In fact, there are two large pipelines that bypass Hormuz: the East-West (Petroline) of Saudi Arabia, over 1,200 kilometers long between Abqaiq and Yanbu on the Red SeaAnd the Abu Dhabi Crude Oil Pipeline (ADCOP) of the United Arab Emirates, which instead brings the crude oil directly to the port of Fujairah, on the Gulf of Oman.

There nominal capacity combined is important (up to 7 million barrels per day for the Saudi pipeline alone, more 1.8 million for the Emirates), but almost all of it is already occupied by ordinary flows. In the event of an emergency, the EIA estimates that the truly free capacity to bypass Hormuz is approximately 2.6 million barrels per dayagainst i 20 million that normally pass through the Strait of Hormuz, almost eight times less. And there is a detail: the Saudi pipeline ends in the Red Sea and if that sea is also in crisis, we are back to the top.

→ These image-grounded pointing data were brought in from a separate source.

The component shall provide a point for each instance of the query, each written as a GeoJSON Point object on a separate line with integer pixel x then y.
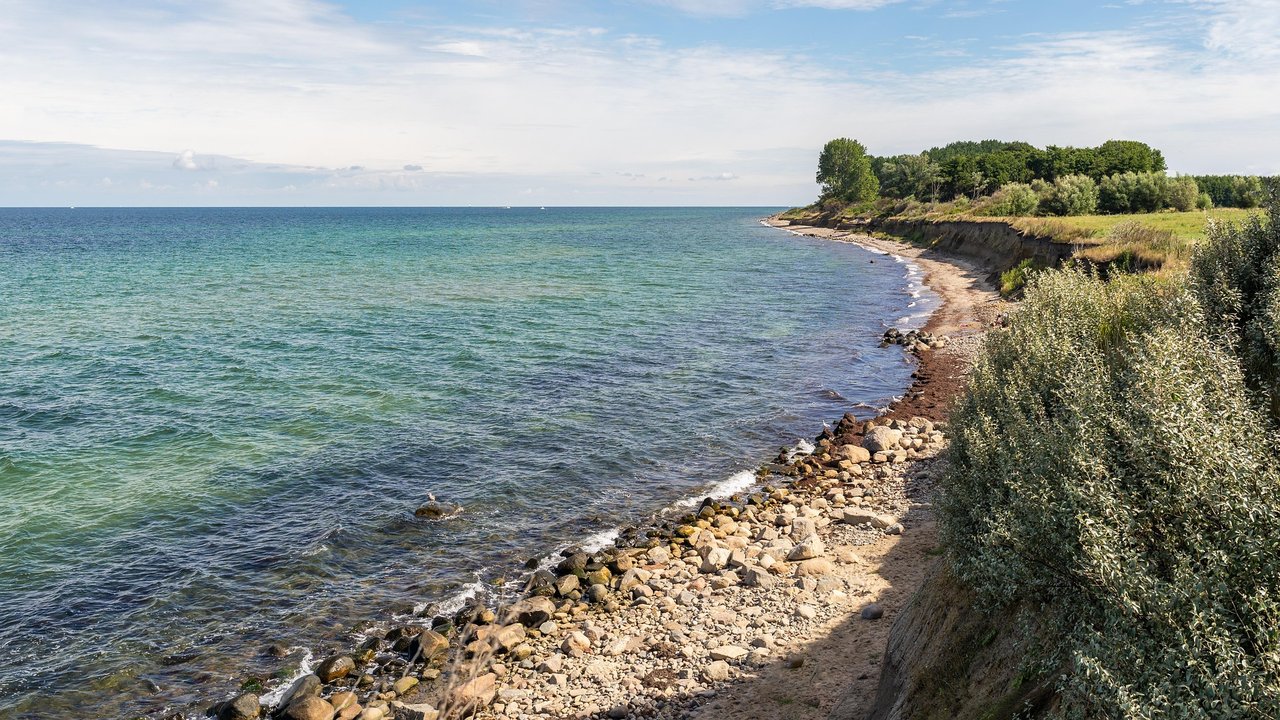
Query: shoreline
{"type": "Point", "coordinates": [752, 605]}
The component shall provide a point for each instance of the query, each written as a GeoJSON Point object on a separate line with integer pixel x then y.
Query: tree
{"type": "Point", "coordinates": [845, 172]}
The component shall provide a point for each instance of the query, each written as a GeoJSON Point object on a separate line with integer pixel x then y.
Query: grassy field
{"type": "Point", "coordinates": [1188, 226]}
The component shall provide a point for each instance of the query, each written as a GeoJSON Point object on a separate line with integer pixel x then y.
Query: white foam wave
{"type": "Point", "coordinates": [737, 482]}
{"type": "Point", "coordinates": [274, 697]}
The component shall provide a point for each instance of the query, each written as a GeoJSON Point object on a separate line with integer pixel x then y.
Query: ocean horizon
{"type": "Point", "coordinates": [218, 422]}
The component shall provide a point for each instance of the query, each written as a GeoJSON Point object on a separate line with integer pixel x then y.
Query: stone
{"type": "Point", "coordinates": [881, 440]}
{"type": "Point", "coordinates": [814, 566]}
{"type": "Point", "coordinates": [310, 707]}
{"type": "Point", "coordinates": [575, 645]}
{"type": "Point", "coordinates": [302, 687]}
{"type": "Point", "coordinates": [508, 637]}
{"type": "Point", "coordinates": [566, 584]}
{"type": "Point", "coordinates": [716, 559]}
{"type": "Point", "coordinates": [717, 671]}
{"type": "Point", "coordinates": [241, 707]}
{"type": "Point", "coordinates": [334, 668]}
{"type": "Point", "coordinates": [343, 701]}
{"type": "Point", "coordinates": [855, 454]}
{"type": "Point", "coordinates": [730, 652]}
{"type": "Point", "coordinates": [757, 577]}
{"type": "Point", "coordinates": [478, 692]}
{"type": "Point", "coordinates": [424, 711]}
{"type": "Point", "coordinates": [803, 528]}
{"type": "Point", "coordinates": [809, 548]}
{"type": "Point", "coordinates": [428, 645]}
{"type": "Point", "coordinates": [533, 611]}
{"type": "Point", "coordinates": [437, 510]}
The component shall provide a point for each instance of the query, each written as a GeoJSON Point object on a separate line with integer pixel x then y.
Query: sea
{"type": "Point", "coordinates": [215, 424]}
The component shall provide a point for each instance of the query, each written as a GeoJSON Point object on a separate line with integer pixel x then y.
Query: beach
{"type": "Point", "coordinates": [773, 604]}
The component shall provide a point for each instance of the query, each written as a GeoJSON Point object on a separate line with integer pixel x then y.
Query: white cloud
{"type": "Point", "coordinates": [298, 85]}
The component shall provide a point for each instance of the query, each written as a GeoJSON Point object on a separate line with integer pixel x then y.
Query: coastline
{"type": "Point", "coordinates": [745, 609]}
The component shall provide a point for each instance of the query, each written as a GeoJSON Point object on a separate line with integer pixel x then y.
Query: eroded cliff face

For Qatar’s liquefied natural gas the situation is even more critical because there are no alternative routes to export natural gas from Qatar and the United Arab Emirates, except through the Strait of Hormuz.

What Italy risks (gas, prices and drugs) and what Europe is doing

And here we come to the point that concerns us most: Italy is particularly exposed on the gas front. In 2024 the Qatar it covered approximately the 45% of imported liquefied natural gas from our country; in 2025 the share dropped to around 30-35%, also replaced by higher US volumes, but Doha remains one of our two main LNG suppliers. A prolonged closure of the Strait, therefore, sooner or later translates into a increase in bills.

Then there is the theme of drugs: l‘India is one of the main global hubs for production of active pharmaceutical ingredients and an important part of the raw materials arrives or transits by sea from the Gulf. When a route like Hormuz closes, medicines such as paracetamol or basic antibiotics risk price increases, because transport times are extended and transport costs rise.

The European Union is also taking action in the face of this crisis: on 17 April 2026 the French President Emmanuel Macron and the British Keir Starmer they co-chaired an international conference in Paris, with the presence of Giorgia Meloni And Friedrich Merz (German Prime Minister) and the connection of around fifty countries. The initiative, formally called the “Strait of Hormuz Maritime Freedom of Navigation Initiative”, provides a purely defensive multinational mission with tasks of demining and protection of commercial traffic, to be activated only when conditions permit. The mission, however, is explicitly separate from the American naval blockade, with European countries having repeatedly reiterated that they do not want to enter the conflict.